Nila Kantha: Siwa Tenggorokan Biru dan Ajarannya
Shiva tidak akan membiarkan racun masuk ke dalam hatinya, dengan menahan racun di dalam tenggorokannya. Pixabay

Siapapun dapat mengingat suatu peristiwa di mana mereka bertemu dengan seseorang dengan perkataan yang beracun. Ucapan beracun dapat memiliki kekuatan dan dampak yang sangat besar pada orang yang cukup dekat untuk mendengarnya.

Shiva tidak akan membiarkan racun masuk ke dalam hatinya, dengan menahan racun di dalam tenggorokannya. Bagi pelajar yoga, sangat penting untuk tidak membiarkan racun kehidupan masuk ke dalam hati seseorang.

Mayoritas siswa belum mengembangkan tingkat kesadaran untuk menahan racun di tingkat tenggorokan.

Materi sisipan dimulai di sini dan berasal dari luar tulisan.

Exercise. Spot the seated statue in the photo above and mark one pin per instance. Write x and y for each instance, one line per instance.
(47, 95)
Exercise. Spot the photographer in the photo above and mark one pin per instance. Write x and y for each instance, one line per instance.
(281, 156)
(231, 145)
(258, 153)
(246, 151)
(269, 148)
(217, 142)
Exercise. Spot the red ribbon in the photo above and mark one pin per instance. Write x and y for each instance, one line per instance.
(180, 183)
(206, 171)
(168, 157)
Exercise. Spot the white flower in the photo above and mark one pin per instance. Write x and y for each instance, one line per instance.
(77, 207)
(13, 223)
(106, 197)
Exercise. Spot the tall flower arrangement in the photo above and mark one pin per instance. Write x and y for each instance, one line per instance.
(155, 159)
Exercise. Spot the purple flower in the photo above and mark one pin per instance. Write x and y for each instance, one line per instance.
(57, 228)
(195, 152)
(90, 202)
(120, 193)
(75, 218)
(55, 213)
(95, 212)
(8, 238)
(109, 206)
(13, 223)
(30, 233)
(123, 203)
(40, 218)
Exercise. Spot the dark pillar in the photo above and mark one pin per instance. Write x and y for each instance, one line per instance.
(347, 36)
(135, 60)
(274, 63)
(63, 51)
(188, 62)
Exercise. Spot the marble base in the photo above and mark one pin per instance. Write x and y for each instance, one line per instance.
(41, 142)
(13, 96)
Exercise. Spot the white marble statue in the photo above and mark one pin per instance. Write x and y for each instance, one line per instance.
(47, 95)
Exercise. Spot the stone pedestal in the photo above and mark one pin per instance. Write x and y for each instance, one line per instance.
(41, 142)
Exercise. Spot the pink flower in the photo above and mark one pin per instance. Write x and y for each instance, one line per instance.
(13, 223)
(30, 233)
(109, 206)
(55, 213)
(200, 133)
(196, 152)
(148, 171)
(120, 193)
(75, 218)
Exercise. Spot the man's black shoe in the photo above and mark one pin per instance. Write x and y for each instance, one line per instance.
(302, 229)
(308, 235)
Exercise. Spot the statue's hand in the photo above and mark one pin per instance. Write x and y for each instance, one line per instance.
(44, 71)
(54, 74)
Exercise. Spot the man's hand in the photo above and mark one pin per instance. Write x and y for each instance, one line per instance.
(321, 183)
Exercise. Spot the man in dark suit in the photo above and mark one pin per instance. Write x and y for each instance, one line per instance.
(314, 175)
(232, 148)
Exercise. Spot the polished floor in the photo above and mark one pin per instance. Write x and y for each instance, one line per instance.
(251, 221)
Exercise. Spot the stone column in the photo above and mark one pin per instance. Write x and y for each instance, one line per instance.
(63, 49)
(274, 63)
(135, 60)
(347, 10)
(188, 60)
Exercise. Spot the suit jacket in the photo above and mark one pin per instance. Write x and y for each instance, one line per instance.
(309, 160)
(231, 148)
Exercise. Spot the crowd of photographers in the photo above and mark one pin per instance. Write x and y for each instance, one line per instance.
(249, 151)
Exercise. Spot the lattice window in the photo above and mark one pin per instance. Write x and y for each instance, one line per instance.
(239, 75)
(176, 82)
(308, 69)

Studi tentang penyakit jantung juga menunjukkan bahwa ada komponen emosional dengan beberapa bentuk penyakit jantung, oleh karena itu, memperkuat pelajaran dari Siwa tenggorokan biru.

Persyaratan

Langkah pertama adalah mengembangkan tingkat kesadaran. Jika tampaknya sangat sulit atau tidak dapat dicapai, maka seseorang harus melepaskan diri dari racun dunia. Ini termasuk menghentikan kehidupan orang-orang beracun dan juga mengurangi makanan beracun. Mengurangi konsumsi junk food dan meningkatkan makanan organik adalah bagian dari proses tersebut.

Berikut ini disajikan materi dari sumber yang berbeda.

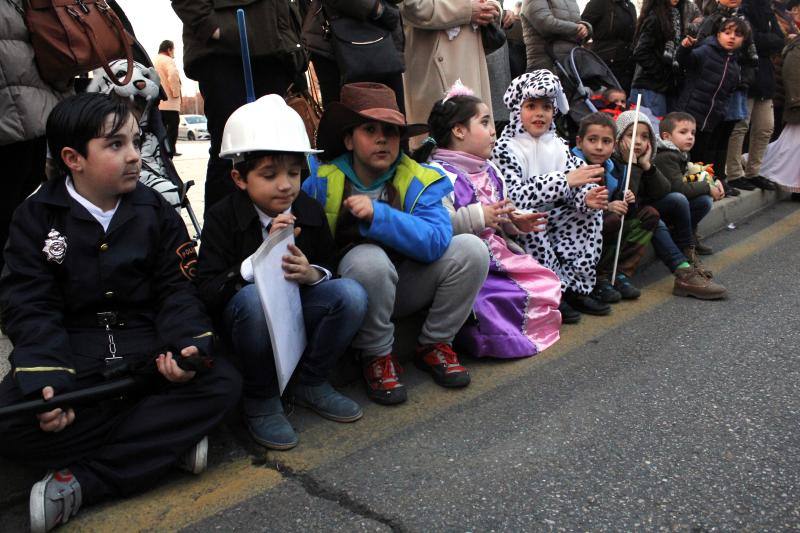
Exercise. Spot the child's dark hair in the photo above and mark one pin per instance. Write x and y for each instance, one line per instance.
(253, 159)
(611, 90)
(596, 119)
(739, 25)
(78, 119)
(670, 121)
(444, 116)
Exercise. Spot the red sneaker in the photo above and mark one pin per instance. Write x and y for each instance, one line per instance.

Penting untuk menggunakan jamu berkualitas tinggi yang diproses dengan benar dan bebas logam dan kontaminan lainnya.

Penilaian jujur ‚Äč‚Äčtentang hubungan beracun sangat penting, baik untuk hubungan pribadi maupun kerja. Evaluasi yang cermat atas hubungan ini perlu dilakukan. Lingkungan kerja dapat membangun keadaan di mana interaksi dengan beberapa orang beracun akan menjadi suatu keharusan. Tetapi interaksi dapat dengan mudah dibatasi.

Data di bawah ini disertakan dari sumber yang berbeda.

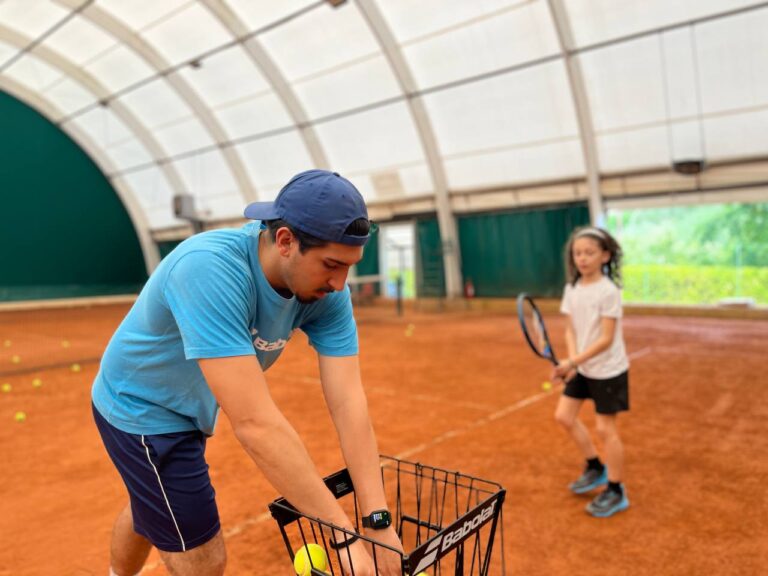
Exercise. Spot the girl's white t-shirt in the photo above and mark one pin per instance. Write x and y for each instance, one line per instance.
(587, 305)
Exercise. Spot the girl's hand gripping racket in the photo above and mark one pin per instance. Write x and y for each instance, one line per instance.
(534, 329)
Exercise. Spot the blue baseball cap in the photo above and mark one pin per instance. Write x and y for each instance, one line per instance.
(317, 202)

Nila Kantha: Siwa Tenggorokan Biru dan Ajarannya
Yoga, secara umum, membersihkan racun dalam pikiran dan tubuh. Pixabay

Baca Juga: Inilah Cara Menghindari Infeksi Mata pada Anak Saat Musim Hujan

Membersihkan aura itu penting, karena aura adalah penyaring pertama kita untuk hal-hal negatif dari orang lain. Berbagai mantra dapat melakukan fungsi ini, tetapi hanya menggunakan “OM” dan memvisualisasikannya mengalir ke seluruh aura Anda dapat bermanfaat. mengeluarkan diri dari racun dunia

Yoga, secara umum, membersihkan racun dalam pikiran dan tubuh, tetapi ada kalanya teknik yang lebih kuat diperlukan, dan yoga menawarkan serangkaian teknik. Meditasi sangat bermanfaat. Mantra sangat bermanfaat karena arus suara mantra memiliki efek pembersihan pada pikiran dan tubuh. Darshan para dewa dapat memiliki efek pembersihan yang mendalam pada aura dan tubuh. Selain itu, semua bantuan teknik ini dalam mempersiapkan kita untuk merangkul tingkat kesadaran yang diwakili oleh Siwa tenggorokan biru.